[LeetCode] 241. Different Ways to Add Parentheses

1. Question

Given a string expression of numbers and operators, return all possible results from computing all the different possible ways to group numbers and operators. You may return the answer in any order.

The test cases are generated such that the output values fit in a 32-bit integer and the number of different results does not exceed 104.

Example 1:

Input: expression = "2-1-1"
Output: [0,2]
Explanation:
((2-1)-1) = 0 
(2-(1-1)) = 2

Example 2:

Input: expression = "2*3-4*5"
Output: [-34,-14,-10,-10,10]
Explanation:
(2*(3-(4*5))) = -34 
((2*3)-(4*5)) = -14 
((2*(3-4))*5) = -10 
(2*((3-4)*5)) = -10 
(((2*3)-4)*5) = 10

2. Thoughts

divide the expression into left and right.
Using recursion, calculate left and right.

I think this could improve using memoization but couldn't do so.

3. Tips learned

4. My solution

 class Solution:
    def ComputeWith(self, left, right, operation):
        if operation == "+":
            return [x + y for x in left for y in right]
        elif operation == "-":
            return [x - y for x in left for y in right]
        elif operation == "*":
            return [x * y for x in left for y in right]

    def diffWaysToCompute(self, expression: str) -> List[int]:
        if expression.isdigit():
            return [int(expression)]
        oper = "-+*"
        result = []
        for i, char in enumerate(expression):
            if char in oper:
                left = self.diffWaysToCompute(expression[:i])
                right = self.diffWaysToCompute(expression[i + 1 :])
                result.extend(self.ComputeWith(left, right, char))

        return result

25/25 cases passed (34 ms)
Your runtime beats 84.68 % of python3 submissions
Your memory usage beats 86.71 % of python3 submissions (16.7 MB)

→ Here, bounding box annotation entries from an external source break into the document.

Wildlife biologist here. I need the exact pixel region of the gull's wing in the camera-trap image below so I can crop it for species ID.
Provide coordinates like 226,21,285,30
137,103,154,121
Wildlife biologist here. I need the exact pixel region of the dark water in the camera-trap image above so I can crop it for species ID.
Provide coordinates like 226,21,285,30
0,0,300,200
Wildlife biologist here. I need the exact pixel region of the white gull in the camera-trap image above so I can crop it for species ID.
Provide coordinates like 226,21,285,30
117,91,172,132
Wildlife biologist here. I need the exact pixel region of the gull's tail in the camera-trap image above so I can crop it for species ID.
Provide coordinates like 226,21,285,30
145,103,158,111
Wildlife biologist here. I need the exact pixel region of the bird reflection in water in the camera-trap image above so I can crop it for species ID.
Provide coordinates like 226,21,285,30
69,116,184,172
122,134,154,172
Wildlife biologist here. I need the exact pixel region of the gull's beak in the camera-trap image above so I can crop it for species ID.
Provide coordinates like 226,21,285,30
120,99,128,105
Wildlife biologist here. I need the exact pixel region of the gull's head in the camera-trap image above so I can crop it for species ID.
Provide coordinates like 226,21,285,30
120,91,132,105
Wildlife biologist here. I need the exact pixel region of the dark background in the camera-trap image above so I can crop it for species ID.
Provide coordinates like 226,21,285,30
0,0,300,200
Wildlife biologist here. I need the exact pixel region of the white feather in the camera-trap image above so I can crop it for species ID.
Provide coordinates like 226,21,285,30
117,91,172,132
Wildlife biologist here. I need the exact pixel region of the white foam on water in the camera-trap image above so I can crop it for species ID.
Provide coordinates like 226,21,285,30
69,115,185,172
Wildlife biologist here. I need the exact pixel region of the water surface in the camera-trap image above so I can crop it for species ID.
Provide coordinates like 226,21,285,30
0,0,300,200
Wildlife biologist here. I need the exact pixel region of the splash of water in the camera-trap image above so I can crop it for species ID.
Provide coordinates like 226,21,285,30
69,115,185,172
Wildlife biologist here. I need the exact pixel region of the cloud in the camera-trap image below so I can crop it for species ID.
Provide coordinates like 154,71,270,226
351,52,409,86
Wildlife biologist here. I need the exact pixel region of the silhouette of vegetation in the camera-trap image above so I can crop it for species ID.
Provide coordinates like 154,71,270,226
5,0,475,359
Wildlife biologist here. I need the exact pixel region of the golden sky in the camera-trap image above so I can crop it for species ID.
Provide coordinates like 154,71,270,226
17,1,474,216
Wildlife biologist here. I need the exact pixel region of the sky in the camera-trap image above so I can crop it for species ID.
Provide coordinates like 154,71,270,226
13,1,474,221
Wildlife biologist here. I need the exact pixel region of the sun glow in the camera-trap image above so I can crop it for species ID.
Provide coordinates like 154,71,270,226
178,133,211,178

5. AI Solution and Improvements

Your solution effectively uses a divide-and-conquer strategy to solve the problem by breaking down the expression at each operator and recursively solving for each side. This approach is both intuitive and powerful for this type of problem. However, there are a couple of potential improvements and alternative strategies you might consider to optimize performance or approach the problem differently:

1. Memoization

One potential improvement to your current algorithm is to add memoization. This technique stores the results of expensive function calls and returns the cached result when the same inputs occur again. Since your function may be called multiple times with the same expression parameter (especially in cases with repeated sub-expressions), memoization can significantly reduce the number of computations.

2. Dynamic Programming

While the recursive approach with memoization is efficient, another way to think about this problem is using dynamic programming (DP). DP might be more complex to implement in this scenario due to the need to carefully manage the computation order and storage of intermediate results, but it can offer a bottom-up solution path that avoids the overhead of recursive calls.

3. Preprocessing to Separate Numbers and Operators

Your current solution parses the expression on the fly within the recursive calls. As an optimization, especially if the expression is long, you could preprocess the expression to separate numbers and operators into lists or arrays. This can make the handling of each part of the expression more efficient in the recursive calls, as you won't need to check each character to determine if it's a digit or an operator.

Implementation of Memoization

Here's an enhanced version of your solution with memoization added:

class Solution:
    def __init__(self):
        self.memo = {}

    def ComputeWith(self, left, right, operation):
        if operation == "+":
            return [x + y for x in left for y in right]
        elif operation == "-":
            return [x - y for x in left for y in right]
        elif operation == "*":
            return [x * y for x in left for y in right]

    def diffWaysToCompute(self, expression: str) -> [int]:
        if expression in self.memo:
            return self.memo[expression]
        
        if expression.isdigit():
            return [int(expression)]
        
        oper = "-+*"
        result = []
        for i, char in enumerate(expression):
            if char in oper:
                left = self.diffWaysToCompute(expression[:i])
                right = self.diffWaysToCompute(expression[i + 1:])
                result.extend(self.ComputeWith(left, right, char))
        
        self.memo[expression] = result
        return result

Final Thoughts

• Memoization is the easiest and most effective improvement for your existing solution.
• Dynamic Programming and Preprocessing could offer alternative approaches or further optimizations but may require more substantial changes to the algorithm structure.
• Always consider the trade-offs between code complexity and performance gains when choosing to implement these optimizations.